Охотник казался озабоченным, он шел медленно и опустив голову; по временам он останавливался, близко наклонялся к земле и несколько минут оставался в таком положении, несколько раз он возвращался по своим следам, потом -- да извинит нас читатель за сравнение -- как хорошо дрессированная собака старался чутьем найти следы дичи.

-- Я думал, что г-н Лебо еще спит, он, вероятно, не рано вернулся с обхода?

-- Очень поздно.

-- И теперь уже встал?

-- Да, уже давно; наш Сурикэ чуток, как мышь, он спит одним глазом...

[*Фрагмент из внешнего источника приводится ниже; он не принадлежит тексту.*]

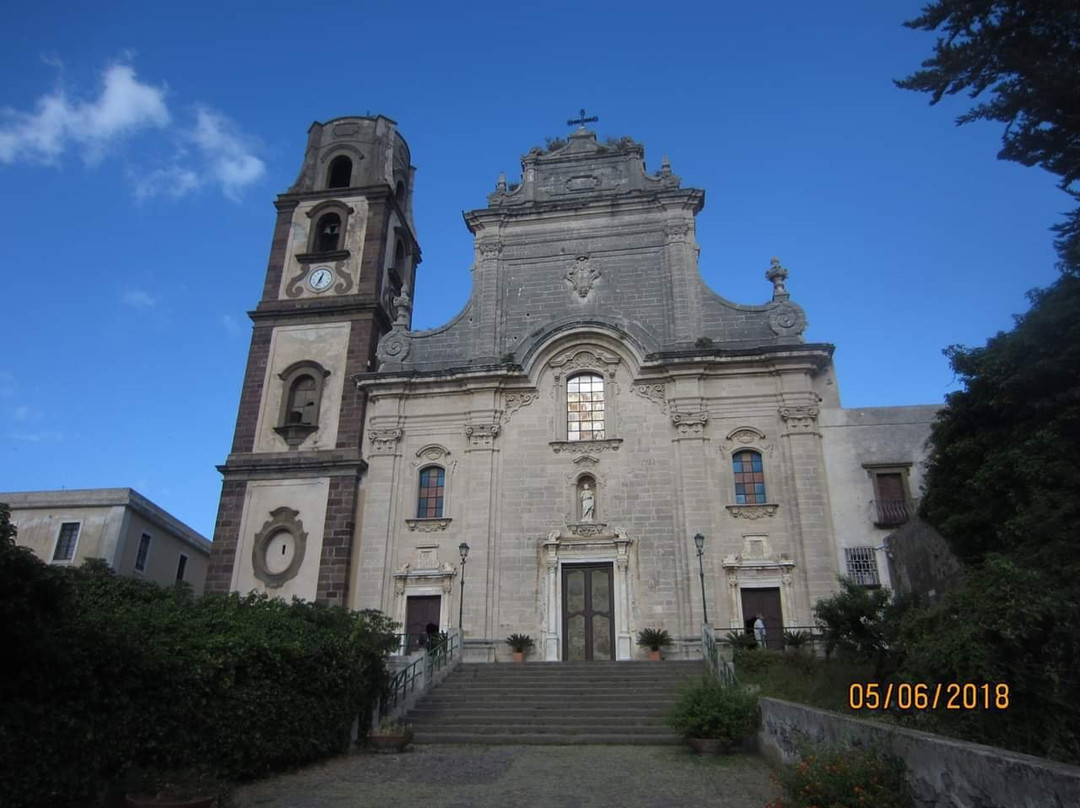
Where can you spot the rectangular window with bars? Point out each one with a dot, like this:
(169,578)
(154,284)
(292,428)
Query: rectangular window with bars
(862,565)
(66,541)
(144,551)
(584,405)
(432,488)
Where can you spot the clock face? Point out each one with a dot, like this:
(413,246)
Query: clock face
(320,279)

-- А! -- сказал генерал, внимание которого было обращено в другую сторону.

-- Когда надо делать дело, у него никому нет спуску...

Способ выражения сержанта часто смешил Монкальма, но на этот раз главнокомандующий даже не улыбнулся.

-- Ну, что нового, друг Шарль? -- спросил генерал, когда охотник подошел ближе.

-- Новостей довольно; имею честь кланяться, -- отвечал Шарль Лебо. -- Как вы спали?

-- Отлично, благодарю вас, -- сказал генерал, протягивая охотнику руку, которую тот пожал. -- Вы кажетесь озабоченным; что случилось сегодня утром?

-- Случилось не утром, а ночью; признаюсь вам, я окончательно сбит с толку, я открыл следы, для меня совершенно непонятные.

-- Как это? Объясните ваши опасения; может быть, нам удастся добраться до истины.

-- Сомневаюсь, генерал.

-- Все равно расскажите все по порядку.

-- Во-первых, меня чуть было не убили...

-- Как это чуть было не убили?

-- Да, чуть было не застрелил француз, переодетый ирокезом.

-- Это важно.

Охотник со всеми подробностями рассказал о своей встрече с Курбюиссоном.

-- Это обстоятельство надо выяснить как можно скорее, -- сказал генерал, нахмурясь, -- вы говорите, что граф де Витре замешан в этом деле!

-- Это сказал не я, а Курбюиссон, умирая.

-- Да, помню; граф де Витре пользуется весьма плохой репутацией, говорят, он игрок, но от страсти к картам до приказания убить человека еще далеко, разве у вас были с ним какие-нибудь неприятности до отъезда из Франции?

-- Нет, не во Франции, но здесь, в колонии, у меня с ним была дуэль, и он спасся только чудом.

-- Я помню эту ссору; граф, кажется, оскорбил даму.

-- Да, мадемуазель де Прэль.

-- И граф из-за этого нанимает людей, чтобы убить вас!

-- По-видимому, так.

-- Вот отлично! Если нам удастся уличить его в замышленном убийстве, я его прогоню из форта; подобные поступки гнусны, де Витре дворянин, принадлежащий к одной из лучших фамилий Франции, я отнесусь к нему без всякого сожаления, клянусь вам.

-- Нет, генерал, прошу вас, предоставьте мне самому свести счеты с графом.

-- Что вы вздумали? У этого человека нет чести...

-- Прошу вас...

-- Увидим. Курбюиссон не сказал вам имени дамы?..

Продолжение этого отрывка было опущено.